York Township requires a vegetative screen of evergreen trees to block the view of the fifteen foot tall rows of solar panels from neighboring residences as part of the permission process. Ranger’s current plan, according to a pamphlet prepared for the Planning Commission, obtained by the Sun Times News, is to have a layer of foliage three rows deep.

Image Credit: Ranger Power.

The kind of evergreen trees has not yet been decided and likely wouldn’t for a while, as they won’t be ordered unless the project goes through. Ranger has also not yet made a decision on where the panels would be sourced. Most of the world’s solar panels are manufactured in Asia, although some are American-made.

If White Tail is approved, only about a fifth of the land would actually be covered in solar panels, according to the application. The rest would be planted with plants native to Michigan, to reduce erosion, encourage pollinating plants and lessen the amount of dust in the air, which negatively effects the efficiency of the photovoltaic panels.

“The project is intended to be as unobtrusive as possible,” Trevino said.

Image Credit: Ranger Power. This is a map they created of the current plan, which would cover 20.38% of the land with solar panels.

The project has an expected lifetime of twenty-five to thirty years, at which point the new land owners and township would be able to decide whether or not to replace the panels with new models, which are only ever going to get more and more efficient, or to decommission the site and revert it to farmland. The steel I-beams that would hold the rows of panels in place are designed to be removable. The cost for doing this would be covered either through a bond, or a letter of credit, according to Tim Stoepker, one of the attorneys representing Ranger Power, from the firm Dickinson-Wright.

Planning Commissioners sent Ranger back to the drawing board with further questions to be answered before there is a final yes or no vote. Planning Commissioner John Hargrove asked again for a study on whether the panels would interfere with electronic telecommunications, and a breakdown on the types and percentages of materials in the solar panels that would be installed. Trevino said that the specific composition of the panels is generally proprietary to the manufacturer, so even Ranger would not know beyond the general list of materials used.

The potential year-long construction timeline is also up for discussion. The current plan is to work form 6:30 a.m. to 6:00 p.m. during the summer, and 7:30 a.m. to 6:00 p.m. the rest of the year. The pile installation for the I-beams wouldn’t start before 8:00 a.m., which Ranger said they were willing to commit to in writing. Trevino clarified that the pile driving would not ever happen site-wide, as the piles would only be drilled in one location at a time, before moving on, which he suggested would minimize the noise nuisance.

Power from the panels would be transmitted to a transformer in Augusta Township, through underground wires. Ranger also claimed that the loudest that the sites equipment would be from the inverters, which would be at least 150 feet away from any property line, would be 45 decibels.

Ranger said they planned to leave the wires in the ground if it is decommissioned. Hargrove asked for their removal to be part of the decommissioning plan. 

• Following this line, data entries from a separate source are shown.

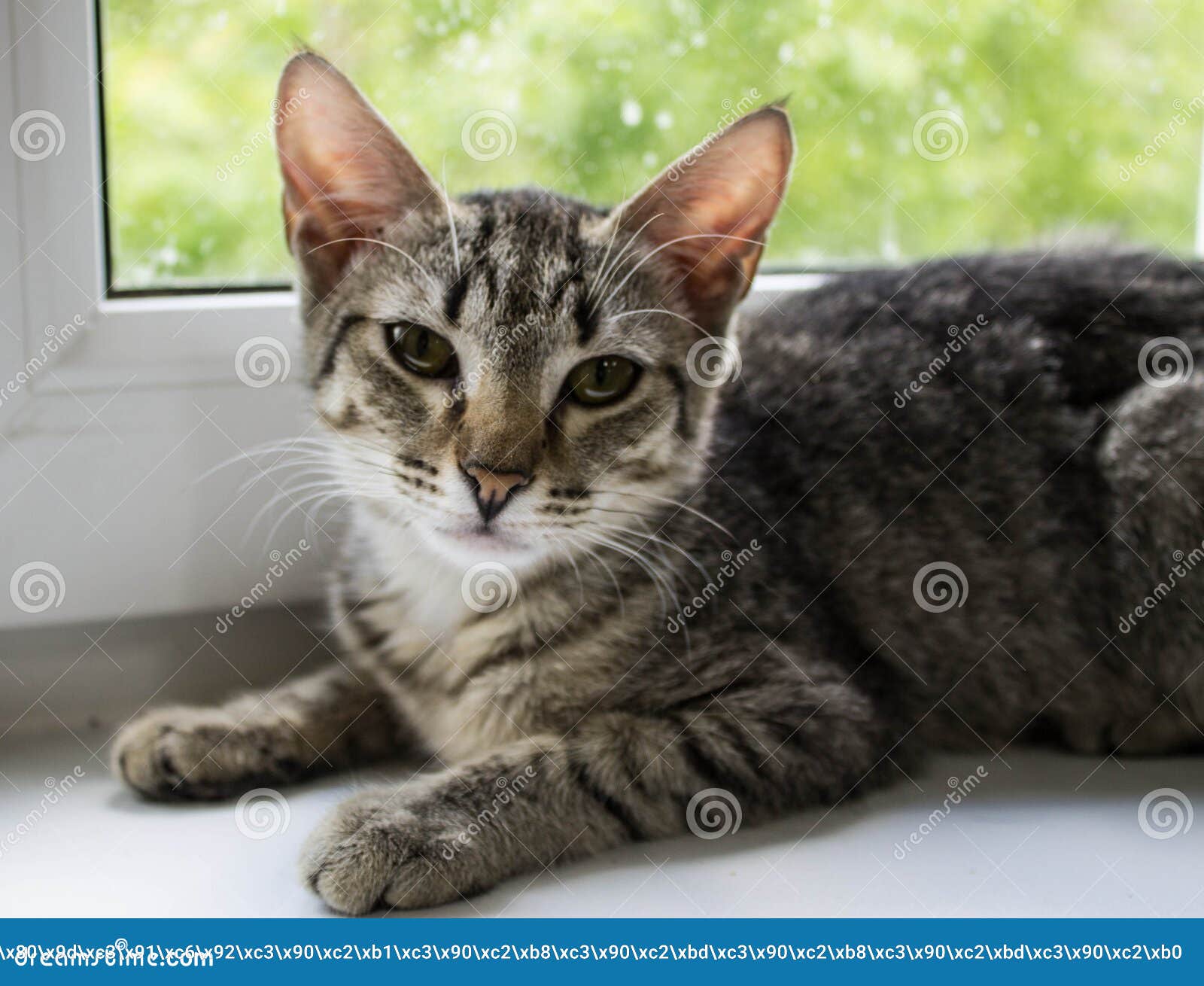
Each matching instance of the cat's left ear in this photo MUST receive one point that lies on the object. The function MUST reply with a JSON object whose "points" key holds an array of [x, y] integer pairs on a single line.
{"points": [[707, 213]]}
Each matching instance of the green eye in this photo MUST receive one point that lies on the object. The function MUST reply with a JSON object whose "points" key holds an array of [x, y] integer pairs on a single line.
{"points": [[602, 379], [419, 349]]}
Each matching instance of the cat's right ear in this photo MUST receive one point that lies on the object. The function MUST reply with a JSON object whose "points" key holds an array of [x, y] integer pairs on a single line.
{"points": [[347, 175], [707, 215]]}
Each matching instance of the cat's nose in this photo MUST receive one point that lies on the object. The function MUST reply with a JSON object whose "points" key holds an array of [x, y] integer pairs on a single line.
{"points": [[493, 487]]}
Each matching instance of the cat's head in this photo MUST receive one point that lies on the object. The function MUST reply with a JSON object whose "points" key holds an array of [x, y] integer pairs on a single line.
{"points": [[515, 373]]}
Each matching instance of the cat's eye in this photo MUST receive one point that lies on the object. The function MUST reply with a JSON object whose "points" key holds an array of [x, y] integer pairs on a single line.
{"points": [[419, 349], [602, 379]]}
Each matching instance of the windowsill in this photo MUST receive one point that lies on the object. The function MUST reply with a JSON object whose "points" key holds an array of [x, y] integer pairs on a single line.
{"points": [[1019, 845]]}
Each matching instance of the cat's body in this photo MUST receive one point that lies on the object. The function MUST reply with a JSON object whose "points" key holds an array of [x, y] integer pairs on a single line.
{"points": [[706, 588]]}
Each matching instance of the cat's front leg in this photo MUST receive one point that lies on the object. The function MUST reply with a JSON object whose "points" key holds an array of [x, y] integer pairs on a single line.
{"points": [[616, 778], [333, 719]]}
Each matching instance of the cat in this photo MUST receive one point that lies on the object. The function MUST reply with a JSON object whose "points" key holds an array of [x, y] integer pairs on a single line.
{"points": [[612, 577]]}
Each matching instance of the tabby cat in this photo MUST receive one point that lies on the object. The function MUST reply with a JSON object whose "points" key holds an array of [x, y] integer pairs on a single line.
{"points": [[607, 571]]}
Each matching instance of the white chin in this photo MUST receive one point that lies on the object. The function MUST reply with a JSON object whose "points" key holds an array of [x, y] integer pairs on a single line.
{"points": [[473, 546]]}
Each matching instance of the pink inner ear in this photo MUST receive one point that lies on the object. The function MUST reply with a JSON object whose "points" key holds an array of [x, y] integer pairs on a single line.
{"points": [[346, 172], [710, 212]]}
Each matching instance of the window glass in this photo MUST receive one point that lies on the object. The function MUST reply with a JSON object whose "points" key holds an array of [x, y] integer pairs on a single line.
{"points": [[923, 129]]}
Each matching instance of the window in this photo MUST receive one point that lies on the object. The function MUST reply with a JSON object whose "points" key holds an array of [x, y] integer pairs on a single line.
{"points": [[923, 129], [140, 225]]}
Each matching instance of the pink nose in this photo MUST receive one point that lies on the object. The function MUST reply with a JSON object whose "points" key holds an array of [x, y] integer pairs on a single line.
{"points": [[493, 488]]}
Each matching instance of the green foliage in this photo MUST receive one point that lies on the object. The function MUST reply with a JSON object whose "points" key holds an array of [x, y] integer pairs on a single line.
{"points": [[1047, 104]]}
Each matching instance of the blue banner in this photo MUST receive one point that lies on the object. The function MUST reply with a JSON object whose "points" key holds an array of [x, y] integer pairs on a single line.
{"points": [[528, 951]]}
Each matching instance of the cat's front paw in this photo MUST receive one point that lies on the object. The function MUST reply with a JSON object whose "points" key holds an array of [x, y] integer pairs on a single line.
{"points": [[376, 851], [188, 753]]}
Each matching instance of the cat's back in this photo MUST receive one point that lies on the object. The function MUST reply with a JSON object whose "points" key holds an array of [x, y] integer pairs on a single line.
{"points": [[1089, 313]]}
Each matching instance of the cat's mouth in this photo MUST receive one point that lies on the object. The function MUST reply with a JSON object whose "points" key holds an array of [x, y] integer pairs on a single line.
{"points": [[483, 542]]}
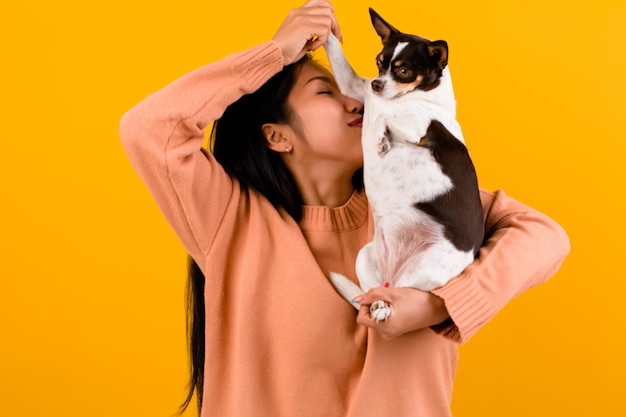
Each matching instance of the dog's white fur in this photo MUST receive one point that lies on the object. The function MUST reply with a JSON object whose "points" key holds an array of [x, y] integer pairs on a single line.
{"points": [[409, 248]]}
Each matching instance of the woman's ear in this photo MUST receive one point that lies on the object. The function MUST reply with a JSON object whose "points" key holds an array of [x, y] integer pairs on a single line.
{"points": [[276, 137]]}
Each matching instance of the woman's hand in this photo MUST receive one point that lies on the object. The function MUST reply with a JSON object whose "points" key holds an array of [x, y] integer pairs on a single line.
{"points": [[411, 309], [306, 29]]}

This is not to say that there were no voices of support. But those voices came in the form of letters submitted for the record before the meeting, including a letter from the Michigan Conservative Energy Forum, a group of environmentalists who encourage legislation to fight man made climate change from a conservative, free market approach.

Only about a third of the proposed solar farm would be in York Township, the rest would be in neighboring Augusta Township. Ranger Power will need approval from both townships planning commissions and boards of trustees before breaking ground.